A structured set of objections, weighed in public.

Desk editor's note, referee report, simulated authors' rebuttal, and a circularity audit. Tearing a paper down is the easy half of reading it; the pith above is the substance, this is the friction.

Desk Editor's Note private letter to a colleague

New dataset and benchmark for VLN via automated 3D pipeline, but data quality and results lack visible validation.

read the letter

This paper introduces GN-Matrix, a dataset from an automated pipeline curating diverse 3D scenes, GN-Bench as a BEV benchmark with dynamic 3DGS avatars, and the BAE model that runs supervised learning then DAgger then RL on 3DGS-rendered views to unify map-based and map-free VLN tasks.

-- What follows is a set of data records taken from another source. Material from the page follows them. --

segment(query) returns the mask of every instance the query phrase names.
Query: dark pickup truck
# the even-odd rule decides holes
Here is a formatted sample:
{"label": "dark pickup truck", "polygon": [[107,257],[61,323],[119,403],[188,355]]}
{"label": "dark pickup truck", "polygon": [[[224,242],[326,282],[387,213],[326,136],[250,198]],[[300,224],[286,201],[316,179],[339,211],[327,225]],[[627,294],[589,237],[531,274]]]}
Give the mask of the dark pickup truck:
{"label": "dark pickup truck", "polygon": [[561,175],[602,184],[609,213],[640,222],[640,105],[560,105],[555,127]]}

It does a few things right. The automated data generation directly targets the data scarcity that limits generalization and long-horizon performance in VLN. The 3DGS simulator for collision-aware navigation and the BEV memory format for VLMs are practical choices that could support better spatial reasoning. Using DAgger to expose the model to rollout states before RL is a standard way to move beyond narrow expert distributions, and folding instruction following, human following, and goal navigation into one setup keeps the framing clean.

The soft spots are in the missing checks. The abstract states that the pipeline results in GN-Matrix but reports no trajectory validity rates, diversity statistics, collision realism scores, or human ratings, so it is unclear whether the data actually improves on prior corpora or simply scales quantity. The claim that GN0 outperforms SOTA on GN-Bench and VLN-CE is stated without numbers, ablations, or error analysis, which makes it hard to judge whether the gains are robust. The stress-test concern about unvalidated data quality holds from the abstract.

This is for VLN and embodied navigation researchers who need new benchmarks and data sources. It deserves peer review so the methods, data metrics, and experimental details can be examined properly.

Referee Report

2 major / 2 minor

Summary. The paper introduces GN0, a unified paradigm for visual-language navigation (VLN) comprising: (1) an automated pipeline to curate diverse 3D scenes into the large-scale GN-Matrix dataset, (2) a 3D Gaussian Splatting (3DGS) simulator supporting interactive roaming and collision-aware navigation, (3) GN-Bench, a BEV-based benchmark with dynamic 3DGS avatars for human-robot interaction, and (4) the GN-BAE foundation model that applies supervised learning, DAgger for distribution breaking, and RL exploration to handle map-based and map-free tasks (instruction following, human following, goal navigation). It claims GN0 outperforms SOTA VLN methods on GN-Bench and VLN-CE, offering a framework spanning data, simulation, and learning.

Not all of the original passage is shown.